Un basket plus tonique

 

Avec un effectif complètement rajeuni, le coach toulousain a imposé son style assez rapidement. Un basket basé sur la vivacité avant tout : «Sa façon de voir le basket est assez unique. Je vous avoue qu’au départ, cette méthode me laissait sceptique puis au fil des rencontres, je me suis rendue compte de ce que cela a apporté au groupe. On a vécu une saison intense à tous les niveaux, même les dirigeants ont dû se battre pour maintenir les finances à flot. On s’est beaucoup dépensées pour atteindre cet objectif, j’ose espérer que nous parviendrons à combler l’écart athlétique face à nos adversaires. Notre jeu est assez rapide, alors si on bosse bien à l’intérieur, on peut faire peur», soulignait l’ailière Darline Nsoki, qui avait débarqué à Toulouse après un séjour tumultueux à Tarbes (LFB). Venue chercher du temps de jeu dans la Ville Rose, elle n’a pas regretté ce challenge.

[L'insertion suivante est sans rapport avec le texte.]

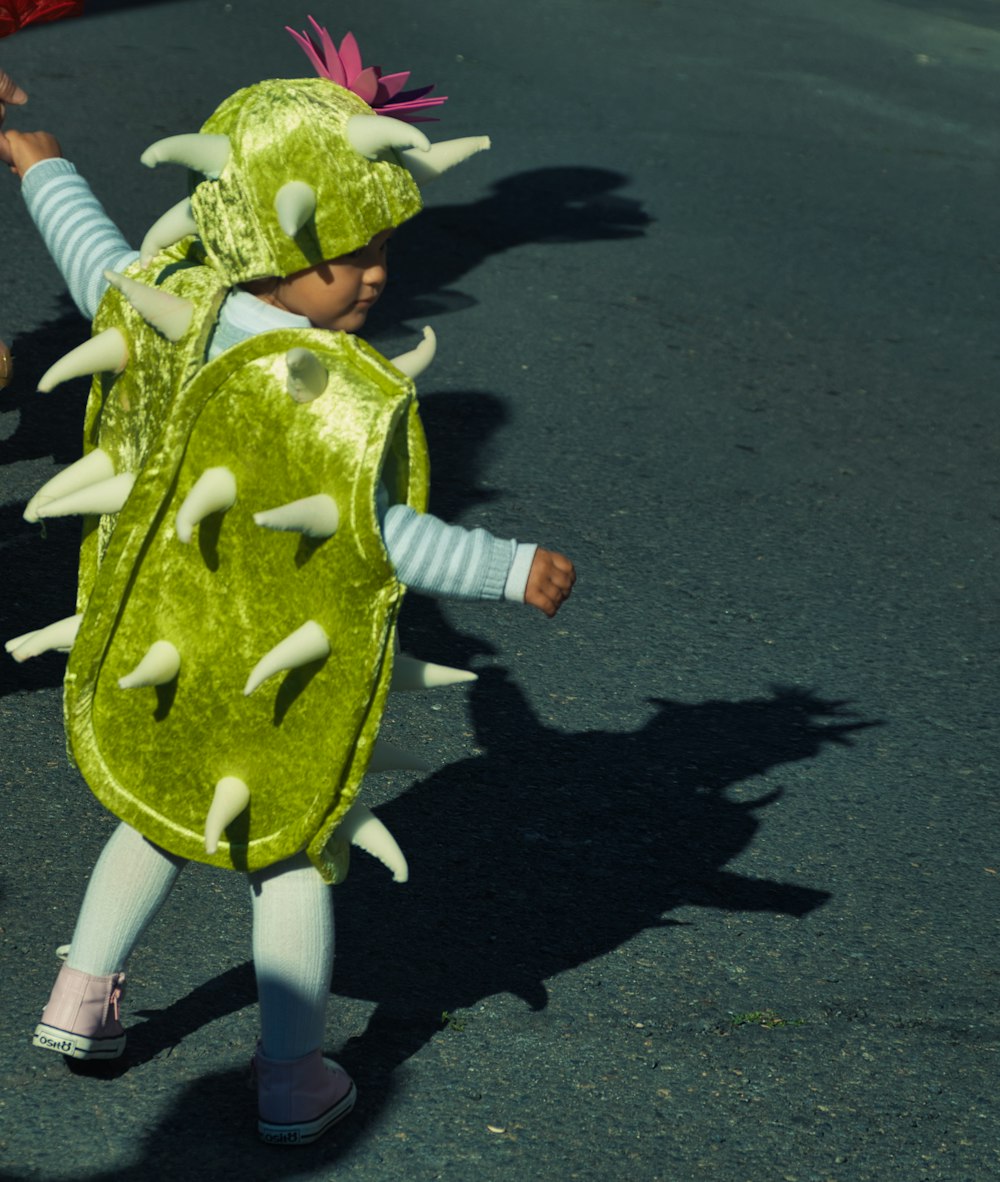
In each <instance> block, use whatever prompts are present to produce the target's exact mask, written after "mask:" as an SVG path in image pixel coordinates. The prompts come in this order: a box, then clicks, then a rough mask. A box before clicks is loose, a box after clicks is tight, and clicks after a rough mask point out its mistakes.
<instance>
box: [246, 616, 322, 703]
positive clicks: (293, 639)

Mais la LFB, c’est compliqué, le TMB s’en était rendu compte en 2010-2011 lorsqu’il n’avait pas réussi à se maintenir. Pour tenter de combler cet écart notoire, le club s’est renforcé en enrôlant quatre joueuses de bon niveau. Demetress Adams (intérieure), Binta Drammeh (ailière), Inesa Visgaudaite (meneuse) et enfin, l’expérimentée Julie Legoupil (arrière), engagée pour assumer le rôle qui appartenait à  la jeune retraitée et reconvertie Emilie Maurice auparavant, à savoir celui de baromètre. Rassurées par des matchs amicaux convaincants dans l’ensemble, les filles n’ont plus qu’à confirmer sur le parquet.

 

L’effervescence des Jeux Olympiques

 

On peut encore leur tirer notre chapeau, les filles de l’équipe de France ont boosté la popularité du basket féminin, grâce à l’argent obtenu aux J.O de Londres cet été. Les téléspectateurs ont pu se rendre compte à quel point ce sport valait le coup d’œil et un minimum d’intérêt. Vraisemblablement, les salles de LFB bénéficieront du retour de la médaille et ainsi, les affluences devraient augmenter de manière significative. Au TMB, on s’attend évidemment aux répercussions positives, mais ce facteur ajoutera de la pression aux joueuses, cela ne fait aucun doute. Le coach en rajoute même une couche : «Les rencontres à domicile seront évidemment prépondérantes en vue de notre objectif de la 10e place. L’adversaire ne devra pas venir chercher ce qui nous est promis, à savoir la victoire». Cela promet du spectacle à foison au petit Palais des Sports.